という話題提供であった。この発表のいちばんのポイントは、d-amphetamineなどのdopamine作動薬が本当に遅延耐性(←じっくり待って後からたくさん貰う)を高めるのか、それとも本当は固執性を高めるているだけであってこれまでの薬物効果の確認方法に問題があったのかを検証しようとするものであり、学界で認められればかなりの反響を呼ぶ可能性があるように思われた。

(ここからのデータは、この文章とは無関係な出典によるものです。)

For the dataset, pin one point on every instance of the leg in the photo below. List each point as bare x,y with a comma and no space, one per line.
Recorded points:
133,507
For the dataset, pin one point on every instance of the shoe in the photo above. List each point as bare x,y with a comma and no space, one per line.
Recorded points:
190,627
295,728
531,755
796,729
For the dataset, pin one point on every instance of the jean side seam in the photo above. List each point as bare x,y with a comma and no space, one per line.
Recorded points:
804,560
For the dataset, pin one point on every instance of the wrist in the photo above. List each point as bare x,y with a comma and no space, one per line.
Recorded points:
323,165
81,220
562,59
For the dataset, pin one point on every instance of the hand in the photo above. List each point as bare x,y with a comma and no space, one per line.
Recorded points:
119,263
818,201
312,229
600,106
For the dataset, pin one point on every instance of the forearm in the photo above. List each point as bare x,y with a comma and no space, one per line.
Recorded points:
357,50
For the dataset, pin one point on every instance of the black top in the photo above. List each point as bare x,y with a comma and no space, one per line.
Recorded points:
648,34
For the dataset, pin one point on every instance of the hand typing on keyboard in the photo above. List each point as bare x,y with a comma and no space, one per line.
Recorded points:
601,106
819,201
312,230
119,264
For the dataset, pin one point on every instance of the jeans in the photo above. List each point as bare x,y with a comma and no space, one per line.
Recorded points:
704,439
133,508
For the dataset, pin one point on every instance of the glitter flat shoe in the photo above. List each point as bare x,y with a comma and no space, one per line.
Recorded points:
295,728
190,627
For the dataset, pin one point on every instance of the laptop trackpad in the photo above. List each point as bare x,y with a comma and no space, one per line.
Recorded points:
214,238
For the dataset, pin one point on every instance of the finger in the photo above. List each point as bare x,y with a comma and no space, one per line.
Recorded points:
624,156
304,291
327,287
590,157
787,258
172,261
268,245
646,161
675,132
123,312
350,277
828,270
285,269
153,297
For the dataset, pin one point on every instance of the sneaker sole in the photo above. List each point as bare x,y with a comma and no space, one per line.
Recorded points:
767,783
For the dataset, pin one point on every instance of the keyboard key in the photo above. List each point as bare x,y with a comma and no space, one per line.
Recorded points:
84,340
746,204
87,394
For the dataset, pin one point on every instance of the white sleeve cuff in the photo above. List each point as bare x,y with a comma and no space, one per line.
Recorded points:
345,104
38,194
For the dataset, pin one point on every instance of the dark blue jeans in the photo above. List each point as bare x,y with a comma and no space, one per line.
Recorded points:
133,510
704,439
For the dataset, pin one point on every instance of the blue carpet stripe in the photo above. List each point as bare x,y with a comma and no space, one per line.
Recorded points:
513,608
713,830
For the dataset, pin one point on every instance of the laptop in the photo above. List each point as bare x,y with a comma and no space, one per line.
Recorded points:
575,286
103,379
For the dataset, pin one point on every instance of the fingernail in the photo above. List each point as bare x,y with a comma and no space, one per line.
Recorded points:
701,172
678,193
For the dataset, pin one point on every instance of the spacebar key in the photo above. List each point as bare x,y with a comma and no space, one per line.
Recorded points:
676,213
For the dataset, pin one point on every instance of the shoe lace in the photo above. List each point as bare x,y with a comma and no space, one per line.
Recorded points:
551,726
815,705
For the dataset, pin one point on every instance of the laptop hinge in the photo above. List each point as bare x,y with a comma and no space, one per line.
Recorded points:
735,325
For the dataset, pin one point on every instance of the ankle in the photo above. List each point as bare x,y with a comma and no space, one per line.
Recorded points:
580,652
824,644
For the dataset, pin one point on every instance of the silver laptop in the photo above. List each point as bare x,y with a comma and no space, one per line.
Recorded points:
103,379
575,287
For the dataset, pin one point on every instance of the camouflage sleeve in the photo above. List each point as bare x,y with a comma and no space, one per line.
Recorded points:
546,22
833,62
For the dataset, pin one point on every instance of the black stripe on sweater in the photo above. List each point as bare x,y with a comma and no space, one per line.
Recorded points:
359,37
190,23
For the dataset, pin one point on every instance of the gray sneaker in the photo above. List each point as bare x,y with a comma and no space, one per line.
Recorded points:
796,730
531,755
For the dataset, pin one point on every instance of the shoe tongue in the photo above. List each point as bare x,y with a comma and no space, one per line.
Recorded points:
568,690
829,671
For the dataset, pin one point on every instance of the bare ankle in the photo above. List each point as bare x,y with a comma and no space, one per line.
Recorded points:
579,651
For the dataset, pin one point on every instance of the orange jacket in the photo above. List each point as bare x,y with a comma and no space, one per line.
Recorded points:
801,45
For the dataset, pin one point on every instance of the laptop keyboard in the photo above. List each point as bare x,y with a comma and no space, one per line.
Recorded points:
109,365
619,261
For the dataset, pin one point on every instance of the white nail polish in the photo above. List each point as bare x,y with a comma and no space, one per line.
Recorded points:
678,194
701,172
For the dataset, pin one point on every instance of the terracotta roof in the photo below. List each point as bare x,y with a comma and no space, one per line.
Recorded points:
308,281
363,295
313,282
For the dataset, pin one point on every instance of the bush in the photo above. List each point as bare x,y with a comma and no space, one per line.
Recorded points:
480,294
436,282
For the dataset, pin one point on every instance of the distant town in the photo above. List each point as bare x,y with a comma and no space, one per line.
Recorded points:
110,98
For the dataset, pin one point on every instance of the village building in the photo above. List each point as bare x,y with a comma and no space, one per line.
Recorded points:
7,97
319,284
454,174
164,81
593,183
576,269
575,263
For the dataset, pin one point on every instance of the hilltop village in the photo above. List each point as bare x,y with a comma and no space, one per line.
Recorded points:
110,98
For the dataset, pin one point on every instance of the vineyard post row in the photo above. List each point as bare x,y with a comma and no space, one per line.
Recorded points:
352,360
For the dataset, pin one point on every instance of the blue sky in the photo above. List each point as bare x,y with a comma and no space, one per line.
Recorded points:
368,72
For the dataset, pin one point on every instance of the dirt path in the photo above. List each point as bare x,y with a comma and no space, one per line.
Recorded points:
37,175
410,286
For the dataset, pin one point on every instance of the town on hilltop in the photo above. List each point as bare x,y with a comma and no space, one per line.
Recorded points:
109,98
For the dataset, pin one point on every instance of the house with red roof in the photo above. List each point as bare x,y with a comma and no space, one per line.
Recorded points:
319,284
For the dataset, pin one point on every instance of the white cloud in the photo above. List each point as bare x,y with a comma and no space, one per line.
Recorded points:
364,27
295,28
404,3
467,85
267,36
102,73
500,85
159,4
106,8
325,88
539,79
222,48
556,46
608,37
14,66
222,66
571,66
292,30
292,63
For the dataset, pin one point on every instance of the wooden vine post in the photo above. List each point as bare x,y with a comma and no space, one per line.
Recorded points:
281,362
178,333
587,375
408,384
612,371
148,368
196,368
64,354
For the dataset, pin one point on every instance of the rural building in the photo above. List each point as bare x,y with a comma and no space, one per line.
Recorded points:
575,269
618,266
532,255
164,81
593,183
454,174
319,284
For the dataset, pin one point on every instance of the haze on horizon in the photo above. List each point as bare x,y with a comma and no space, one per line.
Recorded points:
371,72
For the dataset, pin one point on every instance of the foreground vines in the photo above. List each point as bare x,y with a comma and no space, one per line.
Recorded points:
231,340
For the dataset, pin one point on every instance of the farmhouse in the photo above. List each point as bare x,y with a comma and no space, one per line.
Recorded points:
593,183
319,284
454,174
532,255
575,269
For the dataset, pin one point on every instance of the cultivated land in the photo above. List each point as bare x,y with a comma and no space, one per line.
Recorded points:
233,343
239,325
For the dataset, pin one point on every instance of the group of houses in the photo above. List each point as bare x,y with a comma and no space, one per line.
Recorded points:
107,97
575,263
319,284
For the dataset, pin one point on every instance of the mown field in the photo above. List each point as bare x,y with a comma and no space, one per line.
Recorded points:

 リンク先にもあるように、この種の効果確認では、直後に呈示される少量の報酬(SS報酬)と遅延後に呈示される多量の報酬(LL報酬)の間の選択において、後者の遅延時間をセッション内で段階的に長くする手続き(=累積遅延法と呼ばれる極限法の上昇系列のみのテスト)が用いられてきた。しかしこの手続きでは、(1)遅延耐性が変化した、(2)はじめに形成されるLL報酬への選好が固執した、の2種類の行動メカニズムが分離できていないという問題があった。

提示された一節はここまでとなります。